La Suède a rompu officiellement avec près de deux siècles de neutralité en 2002 lorsque le gouvernement social-démocrate dirigé par Göran Persson a accepté d’envoyer des troupes en Afghanistan dans le cadre de l’occupation de ce pays d’Asie centrale par les États-Unis. Les avions de combat Saab-Gripen suédois ont effectué des missions lors du bombardement sauvage de la Libye par l’OTAN en 2011 qui a plongé le pays d’Afrique du Nord dans une guerre civile sanglante qui se poursuit encore aujourd’hui.

En 2015, des représentants du Danemark, de la Finlande, de l’Islande, de la Norvège et de la Suède ont signé un accord de défense multilatérale nordique qui visait explicitement à faire face à «l’agression russe». L’accord prévoyait la coordination de la production d’équipements militaires et des exercices militaires conjoints conformes aux normes de l’OTAN.

En mars 2015, les ministres nordiques de la Défense ont tenu une réunion ministérielle dans le nord de la Suède et ont visité le bataillon de rangers de l’armée I19. De gauche à droite: le directeur politique Arnór Sigurjónsson (Islande), le ministre de la Défense Carl Haglund (Finlande), le ministre de la Défense Peter Hultqvist (Suède), le ministre de la Défense Nicolai Wammen (Danemark) et le secrétaire d’État Øystein Bø (Norvège). (Photo: Jimmy Croona/Forces armées suédoises)

Ces dernières années, les troupes suédoises et finlandaises ont joué un rôle de premier plan dans certains des plus grands exercices militaires de l’OTAN, notamment des exercices impliquant des dizaines de milliers de soldats en mer Baltique et dans les conditions arctiques en Norvège.
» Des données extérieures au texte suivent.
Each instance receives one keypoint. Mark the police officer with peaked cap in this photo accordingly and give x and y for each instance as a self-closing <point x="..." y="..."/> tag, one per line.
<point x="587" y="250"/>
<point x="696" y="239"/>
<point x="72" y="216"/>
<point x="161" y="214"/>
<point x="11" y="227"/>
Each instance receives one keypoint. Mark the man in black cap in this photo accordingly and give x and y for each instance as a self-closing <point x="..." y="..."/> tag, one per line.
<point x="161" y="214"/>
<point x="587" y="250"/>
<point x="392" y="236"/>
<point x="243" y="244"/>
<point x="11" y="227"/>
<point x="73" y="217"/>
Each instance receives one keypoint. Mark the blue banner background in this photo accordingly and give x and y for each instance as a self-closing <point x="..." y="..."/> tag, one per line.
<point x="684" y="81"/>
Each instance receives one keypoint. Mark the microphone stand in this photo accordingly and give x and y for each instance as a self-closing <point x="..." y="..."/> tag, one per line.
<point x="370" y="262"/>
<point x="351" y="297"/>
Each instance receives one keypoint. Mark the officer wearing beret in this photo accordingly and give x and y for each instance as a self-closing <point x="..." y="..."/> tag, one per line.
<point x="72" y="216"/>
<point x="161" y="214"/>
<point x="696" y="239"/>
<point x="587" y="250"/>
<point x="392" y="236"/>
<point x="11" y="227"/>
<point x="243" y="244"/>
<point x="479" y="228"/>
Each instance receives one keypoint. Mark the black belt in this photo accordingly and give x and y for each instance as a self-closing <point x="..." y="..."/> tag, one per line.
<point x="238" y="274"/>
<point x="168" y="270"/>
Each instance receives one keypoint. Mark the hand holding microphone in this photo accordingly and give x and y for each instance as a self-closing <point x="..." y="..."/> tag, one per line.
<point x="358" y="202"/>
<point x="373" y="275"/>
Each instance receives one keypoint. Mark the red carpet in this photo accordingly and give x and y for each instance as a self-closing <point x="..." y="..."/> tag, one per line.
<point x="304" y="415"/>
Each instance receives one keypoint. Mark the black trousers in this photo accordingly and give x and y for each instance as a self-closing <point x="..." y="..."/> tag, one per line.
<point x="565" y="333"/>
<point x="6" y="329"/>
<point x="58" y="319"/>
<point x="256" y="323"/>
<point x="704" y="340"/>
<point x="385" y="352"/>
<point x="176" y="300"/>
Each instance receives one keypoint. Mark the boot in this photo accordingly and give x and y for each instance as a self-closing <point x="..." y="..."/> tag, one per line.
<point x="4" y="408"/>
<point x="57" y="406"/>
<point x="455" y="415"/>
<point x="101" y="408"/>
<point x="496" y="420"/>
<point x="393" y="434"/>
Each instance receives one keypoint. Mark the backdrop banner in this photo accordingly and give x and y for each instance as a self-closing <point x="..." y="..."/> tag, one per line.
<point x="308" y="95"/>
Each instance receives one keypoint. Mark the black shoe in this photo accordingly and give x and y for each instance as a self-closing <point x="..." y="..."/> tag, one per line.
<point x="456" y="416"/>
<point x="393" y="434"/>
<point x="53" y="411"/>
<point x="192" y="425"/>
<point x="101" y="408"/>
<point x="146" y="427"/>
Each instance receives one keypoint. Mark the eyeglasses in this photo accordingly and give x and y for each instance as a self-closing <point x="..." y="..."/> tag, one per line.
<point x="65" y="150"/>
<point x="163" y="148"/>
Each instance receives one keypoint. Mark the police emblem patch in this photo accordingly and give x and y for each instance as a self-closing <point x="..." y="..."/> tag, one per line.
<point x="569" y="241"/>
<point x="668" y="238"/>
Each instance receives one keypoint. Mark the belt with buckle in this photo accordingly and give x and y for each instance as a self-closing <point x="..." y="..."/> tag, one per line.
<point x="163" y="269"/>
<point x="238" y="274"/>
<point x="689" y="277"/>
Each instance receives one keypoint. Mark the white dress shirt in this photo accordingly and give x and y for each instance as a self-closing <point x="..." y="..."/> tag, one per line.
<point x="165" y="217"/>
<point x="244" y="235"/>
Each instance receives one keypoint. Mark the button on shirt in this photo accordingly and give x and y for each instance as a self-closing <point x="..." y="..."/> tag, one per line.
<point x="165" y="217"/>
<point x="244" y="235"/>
Elles ont également participé à certaines des manœuvres provocatrices organisées par l’OTAN avec l’Ukraine en mer Noire dans les mois qui ont précédé l’invasion du président Vladimir Poutine. Les forces suédoises ont participé à l’exercice Sea Breeze en juin et juillet 2021, une provocation massive dirigée par l’OTAN dans laquelle plus de 5.000 soldats de plus de 30 pays ont pratiqué des manœuvres amphibies, aériennes et de guerre navale organisée par l’Ukraine et la Sixième flotte américaine.

L’impérialisme américain et ses alliés européens considèrent que l’intégration de la Finlande et de la Suède dans l’OTAN est cruciale pour ouvrir un nouveau front dans leurs efforts pour paralyser la Russie et la transformer en semi-colonie. Comme l’a écrit l’ancien secrétaire général de l’OTAN, Anders Fogh Rasmussen, dans le New York Times, la Finlande et la Suède représentent «une zone tampon commode entre la Russie et les membres actuels de l’OTAN» qui «permettrait de réagir plus facilement à toute incursion des forces russes dans les États baltes». Il poursuit: «Au siège de l’OTAN, l’adhésion pourrait être approuvée immédiatement.»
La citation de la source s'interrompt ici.